Echoes of the Marseillaise
- First edition
- Author: Eric Hobsbawm
- Cover artist: Jean-Baptiste Regnault
- Language: English
- Publisher: Verso Books
- Publication date: 1990

= Echoes of the Marseillaise =

1990 book by Eric Hobsbawm

Echoes of the Marseillaise: Two Centuries Look Back on the French Revolution is a book by Eric Hobsbawm first published in 1990 by Verso Books. It was written just after the bicentenary of the French Revolution in 1989 which was accompanied by a large outpouring of new scholarship. The recent anti-communist revolutions of 1989 further polarised commentators between those who saw them as a culmination or embodiment of French revolutionary ideas and those who saw it as their emphatic repudiation.

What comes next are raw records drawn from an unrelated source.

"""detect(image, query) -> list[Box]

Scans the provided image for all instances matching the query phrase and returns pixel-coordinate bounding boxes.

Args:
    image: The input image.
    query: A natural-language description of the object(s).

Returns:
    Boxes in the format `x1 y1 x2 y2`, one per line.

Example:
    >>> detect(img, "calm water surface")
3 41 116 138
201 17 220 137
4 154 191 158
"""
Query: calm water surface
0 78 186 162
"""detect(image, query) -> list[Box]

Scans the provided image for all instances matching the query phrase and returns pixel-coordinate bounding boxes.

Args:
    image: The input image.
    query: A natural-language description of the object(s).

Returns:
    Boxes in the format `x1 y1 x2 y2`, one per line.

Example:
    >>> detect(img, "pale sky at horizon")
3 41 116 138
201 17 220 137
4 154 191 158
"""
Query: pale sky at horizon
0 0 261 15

Hobsbawm analyses the Revolution primarily from the perspective of how it has been subsequently interpreted over the course of the two centuries since it occurred, and examines the way that it has been re-written based on contemporary ideologies. In particular, Hobsbawm writes polemically in opposition to what he sees as the dominant trajectory in writing about the Revolution during his era: that of a revisionism which downplayed the successes of the Revolution and stressed instead its violence, rapacity and destructiveness. He argues, for instance, that the bicentenary was "largely dominated by those who, to put it simply, do not like the French Revolution and its heritage".

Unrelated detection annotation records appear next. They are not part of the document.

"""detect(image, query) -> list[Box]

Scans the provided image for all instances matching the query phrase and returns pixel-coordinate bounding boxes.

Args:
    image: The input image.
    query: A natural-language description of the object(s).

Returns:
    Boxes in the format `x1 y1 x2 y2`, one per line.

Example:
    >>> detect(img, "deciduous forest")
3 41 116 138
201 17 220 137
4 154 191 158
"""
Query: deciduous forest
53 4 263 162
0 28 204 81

Hobsbawm's view is that for many in the nineteenth century, the Revolution was seen as a bourgeois precursor of potential future proletarian revolutions. He argues further that many Marxists, chiefly from 1917 to the 1960s used it as an example of a much longer-term reading of political change but that in the 1970s and 1980s (after the first major work of revisionism by Alfred Cobban written in the Cold War milieu of the 1950s) many historians began to argue that the Revolution achieved only limited results which were outweighed by extravagant costs. In his eyes, this shift of interpretation was a false one, and his work concludes that the Revolution was a crucial event not only for what it achieved in itself, but in terms of its longer-term patrimony to history. He concludes that "Liberty, equality and fraternity, and the values of Reason and the Enlightenment - the values on which modern civilisation has been built, since the American Revolution - are more needed than ever" and, finally, that the Revolution improved the world, and did so on a permanent basis.